Sarcopénie et vieillissement musculaire

Conférencier : Patrick Dehail, M.D., Ph. D., service de Médecine Physique et Réadaptation & EA 4136, CHU de Bordeaux, Université de Bordeaux 2; Bordeaux, France.

Le Dr Patrick Dehail s'est intéressé aux mécanismes, à l’impact fonctionnel et aux approches thérapeutiques de la sarcopénie et du vieillissement musculaire.

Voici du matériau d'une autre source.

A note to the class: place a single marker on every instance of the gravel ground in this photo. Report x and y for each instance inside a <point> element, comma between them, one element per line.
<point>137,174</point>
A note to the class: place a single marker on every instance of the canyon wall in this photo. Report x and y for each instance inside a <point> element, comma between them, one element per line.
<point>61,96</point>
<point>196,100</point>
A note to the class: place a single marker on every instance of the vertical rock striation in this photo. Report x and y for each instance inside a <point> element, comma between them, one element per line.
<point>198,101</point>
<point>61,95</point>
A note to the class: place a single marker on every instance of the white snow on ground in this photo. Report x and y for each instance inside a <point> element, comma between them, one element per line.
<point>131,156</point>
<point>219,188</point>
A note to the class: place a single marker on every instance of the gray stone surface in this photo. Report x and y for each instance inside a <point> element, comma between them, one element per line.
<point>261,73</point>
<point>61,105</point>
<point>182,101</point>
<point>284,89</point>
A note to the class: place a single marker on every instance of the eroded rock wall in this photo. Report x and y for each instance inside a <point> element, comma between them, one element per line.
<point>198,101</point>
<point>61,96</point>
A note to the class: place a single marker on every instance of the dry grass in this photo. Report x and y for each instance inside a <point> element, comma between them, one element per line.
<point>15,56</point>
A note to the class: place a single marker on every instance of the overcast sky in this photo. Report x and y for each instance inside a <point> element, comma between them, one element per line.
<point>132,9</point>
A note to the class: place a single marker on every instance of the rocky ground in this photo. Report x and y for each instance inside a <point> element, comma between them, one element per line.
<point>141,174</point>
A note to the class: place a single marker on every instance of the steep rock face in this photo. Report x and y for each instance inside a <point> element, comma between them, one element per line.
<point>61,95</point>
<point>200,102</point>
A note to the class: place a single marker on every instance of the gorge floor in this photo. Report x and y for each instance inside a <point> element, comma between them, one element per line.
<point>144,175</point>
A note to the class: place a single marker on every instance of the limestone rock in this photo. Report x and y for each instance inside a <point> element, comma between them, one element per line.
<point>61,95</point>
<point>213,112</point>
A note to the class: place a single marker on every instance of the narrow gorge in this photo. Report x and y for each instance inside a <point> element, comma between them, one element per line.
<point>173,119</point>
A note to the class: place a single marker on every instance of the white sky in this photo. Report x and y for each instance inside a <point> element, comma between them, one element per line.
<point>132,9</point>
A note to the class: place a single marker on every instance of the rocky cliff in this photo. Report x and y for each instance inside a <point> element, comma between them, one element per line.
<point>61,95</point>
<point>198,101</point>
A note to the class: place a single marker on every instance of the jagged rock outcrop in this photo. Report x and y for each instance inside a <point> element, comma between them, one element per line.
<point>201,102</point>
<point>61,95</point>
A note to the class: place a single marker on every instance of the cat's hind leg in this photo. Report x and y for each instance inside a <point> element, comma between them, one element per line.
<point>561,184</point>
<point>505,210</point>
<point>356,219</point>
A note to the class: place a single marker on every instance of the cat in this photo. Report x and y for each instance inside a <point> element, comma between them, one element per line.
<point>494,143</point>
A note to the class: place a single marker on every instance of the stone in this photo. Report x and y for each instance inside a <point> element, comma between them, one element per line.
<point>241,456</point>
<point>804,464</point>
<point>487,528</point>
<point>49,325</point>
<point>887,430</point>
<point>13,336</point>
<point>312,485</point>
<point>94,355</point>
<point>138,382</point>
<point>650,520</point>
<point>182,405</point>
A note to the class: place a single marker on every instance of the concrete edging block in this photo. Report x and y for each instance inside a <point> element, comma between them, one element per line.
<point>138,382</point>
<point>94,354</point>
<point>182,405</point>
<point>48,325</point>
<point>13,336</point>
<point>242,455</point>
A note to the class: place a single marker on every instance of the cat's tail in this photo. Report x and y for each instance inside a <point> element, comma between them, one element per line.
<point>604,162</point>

Définition de la sarcopénie
La sarcopénie est une perte progressive de la masse musculaire associée au vieillissement. Sa prévalence est élevée, entre 10 et 24 % de la population âgée de 65 à 70 ans et jusqu'à plus de 30 % après 80 ans.

La sarcopénie se définit par un index de masse musculaire (IMM) (masse musculaire appendiculaire [kg]/taille2 [m2]) inférieur à au moins deux écarts-type par rapport à celui d’une population de référence plus jeune1. Il serait très utile de disposer d’un seuil qui tienne compte de la performance musculaire et qui décrive la perte de masse musculaire associées aux conséquences fonctionnelles.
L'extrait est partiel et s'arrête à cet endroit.